A VOLTA DO PODER MODERADOR

poder moderadorEm 25 de março de 1824, quando D. Pedro I enfiava pela goela do povo brasileiro uma Constituição que ninguém pediu, nem mesmo grande parte daqueles que os apoiava, chamou a atenção a inclusão de um quarto poder político, o famigerado “Poder Moderador”, além dos três clássicos poderes conhecidos. O Poder Moderador nada mais era do que uma ferramenta para dar ao Imperador o controle absoluto dos demais poderes e, assim, controlar a vida política do país. Concentrador de poderes, autoritário e absolutista, D. Pedro I não aceitava o liberalismo que já era moda na Europa, mas que, no Brasil, o colocaria em colisão com setores da elite que queriam uma maior participação no poder. Com o Poder Moderador, D. Pedro I podia nomear juízes e reformar suas decisões, conceder anistia, nomear senadores, dissolver o Parlamento, nomear Ministros… Enfim, ele tudo podia, em uma Carta Magna que até tinha alguns princípios liberais.  E, para completar, a Constituição “dele, por ele e para ele”, ainda dizia que Ele (com maiúscula mesmo!) era uma figura sagrada e não estava sujeito a responsabilidade alguma. A Constituição era clara: esse poder era exclusivo do Imperador. Nem os regentes, quando assumiram, tinham essa prerrogativa.

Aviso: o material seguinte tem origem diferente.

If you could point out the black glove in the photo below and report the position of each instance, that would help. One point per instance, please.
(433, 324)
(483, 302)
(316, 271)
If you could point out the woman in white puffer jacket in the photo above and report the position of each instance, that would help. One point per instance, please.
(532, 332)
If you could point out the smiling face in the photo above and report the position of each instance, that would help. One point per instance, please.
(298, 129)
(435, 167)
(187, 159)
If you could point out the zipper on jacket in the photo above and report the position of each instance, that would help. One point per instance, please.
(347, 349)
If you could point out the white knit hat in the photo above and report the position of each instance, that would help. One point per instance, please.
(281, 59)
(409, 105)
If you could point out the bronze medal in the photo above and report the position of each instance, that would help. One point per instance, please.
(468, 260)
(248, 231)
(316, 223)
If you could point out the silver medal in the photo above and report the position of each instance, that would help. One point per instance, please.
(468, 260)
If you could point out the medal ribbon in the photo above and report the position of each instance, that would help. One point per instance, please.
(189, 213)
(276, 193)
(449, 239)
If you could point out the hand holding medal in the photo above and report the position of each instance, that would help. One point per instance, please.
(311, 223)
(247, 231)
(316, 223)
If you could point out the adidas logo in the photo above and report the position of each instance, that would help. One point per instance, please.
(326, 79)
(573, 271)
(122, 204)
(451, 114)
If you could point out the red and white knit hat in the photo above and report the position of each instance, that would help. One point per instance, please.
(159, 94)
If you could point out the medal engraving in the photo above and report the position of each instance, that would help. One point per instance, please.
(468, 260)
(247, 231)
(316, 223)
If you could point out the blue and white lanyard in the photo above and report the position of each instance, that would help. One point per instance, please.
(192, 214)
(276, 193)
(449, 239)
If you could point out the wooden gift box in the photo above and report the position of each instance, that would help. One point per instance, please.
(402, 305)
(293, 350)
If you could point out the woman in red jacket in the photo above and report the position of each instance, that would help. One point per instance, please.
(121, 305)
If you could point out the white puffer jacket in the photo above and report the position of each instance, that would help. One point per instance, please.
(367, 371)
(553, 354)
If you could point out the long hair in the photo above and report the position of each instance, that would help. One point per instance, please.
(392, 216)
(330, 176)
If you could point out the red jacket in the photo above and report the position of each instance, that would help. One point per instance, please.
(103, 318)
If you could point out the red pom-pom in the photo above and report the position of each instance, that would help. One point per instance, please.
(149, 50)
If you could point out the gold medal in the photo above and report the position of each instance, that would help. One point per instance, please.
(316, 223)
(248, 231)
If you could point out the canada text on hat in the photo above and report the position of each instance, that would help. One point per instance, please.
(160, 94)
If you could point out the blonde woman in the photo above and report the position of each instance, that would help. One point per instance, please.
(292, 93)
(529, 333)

Teoricamente, o Poder Moderador foi extinto com a Proclamação da República. Mas há muito que ele ronda os princípios republicanos, especialmente nos turbulentos dias que nosso país vive. O Presidente-golpista Michel Temer, ao exercer atribuições privativas presentes na Constituição, nada mais faz do que controlar os três poderes. Com isso, ele tudo pode: ele nomeou juízes para livrá-lo da cassação; ele nomeou Alexandre de Moraes para defendê-lo; ele nomeará um Procurador para não investigá-lo, ao contrário do atual; ele distribui cargos e verbas para ter o Congresso na mão; ele distribui Ministérios para acobertar seus cúmplices com foro privilegiado; ele, veladamente, ameaça juízes. Percebe-se que ele, além de ser o Executivo, tem o Legislativo e o Judiciário nas mãos. Claro que outros Presidentes também tinham essa mesma prerrogativa, pois estavam sob a mesma Constituição. Mas quando vemos que a Magna Carta está a serviço da obstrução da Justiça e da compra de apoio político, isso já não é mais republicano. O escudo protetor de Temer não é só um foro especial, comum a qualquer governante em qualquer país. O atual “Poder Moderador” vai além; compra-se a mídia com subvenções, perdoam-se dívidas milionárias de bancos, distribui-se cargos, vantagens, benesses… Tudo com regabofes, jantares e patuscadas nababescas. Tudo isso faz do Presidente golpista um “Mordomo com membrana de aço”, no uso impune de um Poder Moderador que, claramente, mostra que ele “tudo pode”. Ele não tem apoiadores. Tem cúmplices. O país não tem justiça. Tem juízes dele. O povo não tem Congresso. Tem deputados e senadores dele, igualmente cúmplices. O atual Poder Moderador deixou os demais poderes carcomidos e putrefados. Restou apenas o poder do povo, verdadeiro, legítimo, o único poder capaz de restaurar os princípios republicanos em uma agonizante república de “um Rei prestes a ser deposto”. A conferir…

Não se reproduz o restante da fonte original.